Robin McKelle: “I fell in love with Gregory Porter’s voice.”

Robin McKelle with blue eyeliner and her hair up, looking up and to her left.
Robin McKelle: through the looking glass.

Rochester, New York’s Robin McKelle has a rich heritage: two jazz albums recorded with a big band, one featuring duets with Lee Fields and Gregory Porter, one dedicated to the sound of Memphis. The Looking Glass, her sixth, rooted in blues and soul, breaks new ground. “The songs are more intimate, the music more reflective,” she says.

How did your album The Looking Glass come about?

I thought it was time for me to record an album without a concept. I wanted to write songs and record them with no presumption of what they should or should not sound like. The title is a double entendre, because while making the album, I was doing a lot of self exploration and was forced to look deeply into who I am and what I really wanted to say.

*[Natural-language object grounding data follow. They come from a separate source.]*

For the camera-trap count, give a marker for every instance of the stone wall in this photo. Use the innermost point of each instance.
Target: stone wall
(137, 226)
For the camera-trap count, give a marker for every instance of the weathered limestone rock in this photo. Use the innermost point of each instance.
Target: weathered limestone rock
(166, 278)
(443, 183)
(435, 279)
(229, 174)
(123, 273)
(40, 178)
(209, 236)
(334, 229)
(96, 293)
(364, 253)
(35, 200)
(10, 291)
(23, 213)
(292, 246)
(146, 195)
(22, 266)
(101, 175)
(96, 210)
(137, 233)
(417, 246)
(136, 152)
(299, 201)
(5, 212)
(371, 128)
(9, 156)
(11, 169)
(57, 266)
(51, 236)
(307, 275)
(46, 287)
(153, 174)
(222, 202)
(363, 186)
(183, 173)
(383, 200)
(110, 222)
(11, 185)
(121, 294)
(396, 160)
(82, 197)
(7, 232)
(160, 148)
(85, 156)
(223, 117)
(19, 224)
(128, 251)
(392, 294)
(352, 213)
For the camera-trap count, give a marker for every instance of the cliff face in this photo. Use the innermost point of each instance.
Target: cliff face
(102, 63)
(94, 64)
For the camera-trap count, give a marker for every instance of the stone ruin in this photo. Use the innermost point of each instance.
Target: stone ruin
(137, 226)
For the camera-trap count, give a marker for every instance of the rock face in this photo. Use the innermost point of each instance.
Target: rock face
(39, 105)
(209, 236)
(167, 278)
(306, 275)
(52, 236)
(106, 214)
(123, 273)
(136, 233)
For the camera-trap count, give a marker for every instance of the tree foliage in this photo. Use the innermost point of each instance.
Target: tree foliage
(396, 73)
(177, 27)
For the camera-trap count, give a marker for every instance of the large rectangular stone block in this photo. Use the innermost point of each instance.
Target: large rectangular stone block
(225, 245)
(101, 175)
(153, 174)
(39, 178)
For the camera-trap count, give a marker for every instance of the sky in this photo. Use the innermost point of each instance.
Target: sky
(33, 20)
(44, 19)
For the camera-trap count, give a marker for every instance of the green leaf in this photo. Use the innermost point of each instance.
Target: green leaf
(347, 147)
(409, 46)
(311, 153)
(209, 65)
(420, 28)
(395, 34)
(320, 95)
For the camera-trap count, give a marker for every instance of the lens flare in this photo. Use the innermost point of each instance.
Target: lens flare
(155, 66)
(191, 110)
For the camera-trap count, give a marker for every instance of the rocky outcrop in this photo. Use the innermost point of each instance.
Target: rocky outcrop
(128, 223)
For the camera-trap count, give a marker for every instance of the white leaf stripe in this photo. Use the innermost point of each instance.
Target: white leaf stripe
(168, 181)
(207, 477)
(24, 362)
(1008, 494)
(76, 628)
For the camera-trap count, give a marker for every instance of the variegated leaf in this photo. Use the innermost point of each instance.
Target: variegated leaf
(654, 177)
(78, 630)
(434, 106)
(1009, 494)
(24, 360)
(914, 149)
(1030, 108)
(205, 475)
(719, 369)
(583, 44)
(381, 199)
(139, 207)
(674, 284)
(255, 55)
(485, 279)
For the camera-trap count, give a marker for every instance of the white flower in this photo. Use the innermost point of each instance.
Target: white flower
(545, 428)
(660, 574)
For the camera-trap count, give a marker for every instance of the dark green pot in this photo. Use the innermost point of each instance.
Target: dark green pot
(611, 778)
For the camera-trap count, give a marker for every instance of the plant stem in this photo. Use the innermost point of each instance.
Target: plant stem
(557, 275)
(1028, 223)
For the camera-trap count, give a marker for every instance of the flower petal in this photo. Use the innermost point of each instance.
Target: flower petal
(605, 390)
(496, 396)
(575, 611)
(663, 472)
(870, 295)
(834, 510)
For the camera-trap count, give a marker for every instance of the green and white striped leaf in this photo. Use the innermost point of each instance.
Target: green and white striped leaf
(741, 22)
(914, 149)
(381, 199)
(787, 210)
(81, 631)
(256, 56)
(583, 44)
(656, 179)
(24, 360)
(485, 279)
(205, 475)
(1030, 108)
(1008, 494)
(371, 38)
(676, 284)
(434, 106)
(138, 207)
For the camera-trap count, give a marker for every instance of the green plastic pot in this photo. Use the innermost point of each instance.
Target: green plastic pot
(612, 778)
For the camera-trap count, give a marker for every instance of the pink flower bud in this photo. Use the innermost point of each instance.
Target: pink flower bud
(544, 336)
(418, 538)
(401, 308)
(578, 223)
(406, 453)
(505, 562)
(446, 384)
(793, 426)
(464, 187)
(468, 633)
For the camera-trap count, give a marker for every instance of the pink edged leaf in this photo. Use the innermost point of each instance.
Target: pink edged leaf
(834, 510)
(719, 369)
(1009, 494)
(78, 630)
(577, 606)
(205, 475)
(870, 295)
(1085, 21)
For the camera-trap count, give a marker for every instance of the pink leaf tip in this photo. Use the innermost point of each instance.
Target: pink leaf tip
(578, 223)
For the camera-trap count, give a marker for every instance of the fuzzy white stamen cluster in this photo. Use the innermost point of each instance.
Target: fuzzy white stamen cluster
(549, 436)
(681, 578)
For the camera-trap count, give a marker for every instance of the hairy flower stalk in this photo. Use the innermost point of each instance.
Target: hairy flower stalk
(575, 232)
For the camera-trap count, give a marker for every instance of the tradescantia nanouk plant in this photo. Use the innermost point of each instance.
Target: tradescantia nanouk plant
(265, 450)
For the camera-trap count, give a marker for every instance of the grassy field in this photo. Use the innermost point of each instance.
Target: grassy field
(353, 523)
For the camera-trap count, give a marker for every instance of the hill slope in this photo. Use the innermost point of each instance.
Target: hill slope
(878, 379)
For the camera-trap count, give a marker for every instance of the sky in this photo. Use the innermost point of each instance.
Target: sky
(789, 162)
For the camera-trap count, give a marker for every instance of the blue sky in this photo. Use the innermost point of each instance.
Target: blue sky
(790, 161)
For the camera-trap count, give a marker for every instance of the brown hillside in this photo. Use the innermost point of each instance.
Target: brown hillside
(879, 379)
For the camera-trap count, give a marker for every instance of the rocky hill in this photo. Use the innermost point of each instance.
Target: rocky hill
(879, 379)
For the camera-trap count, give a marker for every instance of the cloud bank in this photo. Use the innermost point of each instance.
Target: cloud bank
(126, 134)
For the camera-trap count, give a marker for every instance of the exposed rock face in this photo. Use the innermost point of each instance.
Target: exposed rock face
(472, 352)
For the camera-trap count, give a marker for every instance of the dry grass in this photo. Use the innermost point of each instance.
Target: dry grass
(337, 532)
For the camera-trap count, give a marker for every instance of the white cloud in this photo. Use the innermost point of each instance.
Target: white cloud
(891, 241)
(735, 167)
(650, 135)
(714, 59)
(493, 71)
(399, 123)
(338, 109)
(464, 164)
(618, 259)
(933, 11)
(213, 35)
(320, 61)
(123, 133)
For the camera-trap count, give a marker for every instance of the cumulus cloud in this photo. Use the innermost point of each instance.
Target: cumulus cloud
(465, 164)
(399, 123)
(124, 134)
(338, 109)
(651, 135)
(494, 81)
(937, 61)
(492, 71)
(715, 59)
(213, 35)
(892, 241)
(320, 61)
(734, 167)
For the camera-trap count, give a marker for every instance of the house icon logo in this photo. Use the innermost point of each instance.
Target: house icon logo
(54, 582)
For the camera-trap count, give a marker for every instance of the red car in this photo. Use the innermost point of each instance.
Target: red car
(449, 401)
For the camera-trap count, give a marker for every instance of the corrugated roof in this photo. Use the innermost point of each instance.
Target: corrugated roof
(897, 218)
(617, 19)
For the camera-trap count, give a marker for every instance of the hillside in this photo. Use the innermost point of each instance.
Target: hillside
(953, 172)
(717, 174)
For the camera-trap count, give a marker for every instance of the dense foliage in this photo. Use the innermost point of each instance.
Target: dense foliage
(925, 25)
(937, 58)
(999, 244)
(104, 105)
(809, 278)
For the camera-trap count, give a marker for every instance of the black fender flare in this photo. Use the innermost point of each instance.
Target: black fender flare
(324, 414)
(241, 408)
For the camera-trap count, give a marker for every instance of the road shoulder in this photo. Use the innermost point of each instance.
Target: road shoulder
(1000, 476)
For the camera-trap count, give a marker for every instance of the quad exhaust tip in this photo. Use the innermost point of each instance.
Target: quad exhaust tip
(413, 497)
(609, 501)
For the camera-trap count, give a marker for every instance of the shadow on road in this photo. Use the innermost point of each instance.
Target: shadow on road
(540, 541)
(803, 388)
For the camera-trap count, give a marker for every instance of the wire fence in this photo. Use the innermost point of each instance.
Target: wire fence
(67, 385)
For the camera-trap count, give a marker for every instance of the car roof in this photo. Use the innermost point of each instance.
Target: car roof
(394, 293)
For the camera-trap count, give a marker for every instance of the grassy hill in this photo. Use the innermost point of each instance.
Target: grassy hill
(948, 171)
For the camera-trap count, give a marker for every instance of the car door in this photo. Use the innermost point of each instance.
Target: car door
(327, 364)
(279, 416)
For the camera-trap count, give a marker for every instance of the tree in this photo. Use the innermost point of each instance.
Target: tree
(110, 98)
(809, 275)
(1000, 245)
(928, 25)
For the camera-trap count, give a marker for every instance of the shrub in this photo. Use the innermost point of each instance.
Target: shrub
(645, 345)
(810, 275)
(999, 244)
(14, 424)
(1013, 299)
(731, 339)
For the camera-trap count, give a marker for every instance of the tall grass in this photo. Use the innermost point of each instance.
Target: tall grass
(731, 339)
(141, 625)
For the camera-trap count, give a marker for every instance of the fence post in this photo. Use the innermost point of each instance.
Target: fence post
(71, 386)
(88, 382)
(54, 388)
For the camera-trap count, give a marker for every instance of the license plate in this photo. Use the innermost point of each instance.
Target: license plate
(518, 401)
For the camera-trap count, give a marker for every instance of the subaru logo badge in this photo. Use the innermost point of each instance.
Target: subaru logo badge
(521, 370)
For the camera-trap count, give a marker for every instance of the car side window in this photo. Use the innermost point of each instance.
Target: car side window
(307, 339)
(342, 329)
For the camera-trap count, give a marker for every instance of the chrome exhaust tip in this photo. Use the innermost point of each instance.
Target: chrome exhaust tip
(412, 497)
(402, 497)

Steve Greenwell is the producer.

Steve has been working on records for over 30 years and has an expansive knowledge. He’s famous for working with Joss Stone, so I originally was drawn to him because of that. He helped me to allow the music to evolve organically and really pushed me outside of my comfort zone. He challenged my songwriting process and made me think about every line.

What was the first concert you went to and did it have an effect on you?

It was Whitney Houston, and I remember crying and this overwhelming feeling came over me. I wanted to be on that stage. I was around 12. I think it helped me to see what the possibilities were for the future.

You started out as a jazz singer.

I actually started out singing R&B and soul. I was into Aretha, Etta James, Stevie Wonder and Gladys Knight. It wasn’t until I went to college that I got into jazz. I needed to choose a major, and jazz seemed like a better fit than opera or music theatre because I could see myself on stage with a band and maybe eventually becoming an artist. Of course in my jazz studies, we got heavily into the blues tradition and sound.

You collaborated with Gregory Porter and Lee Fields on 2012’s Soul Flower.

I was a huge fan of Lee and really wanted to sing with him. I was blown away by his beautiful gentle spirit and totally sidelined by his voice. I had heard Gregory singing at Smoke in New York. I fell in love with his voice. I wrote Love’s Work, especially for he and I. It was inspired by the Donny Hathaway and Roberta Flack album.

The Looking Glass is out now on Doxie Records.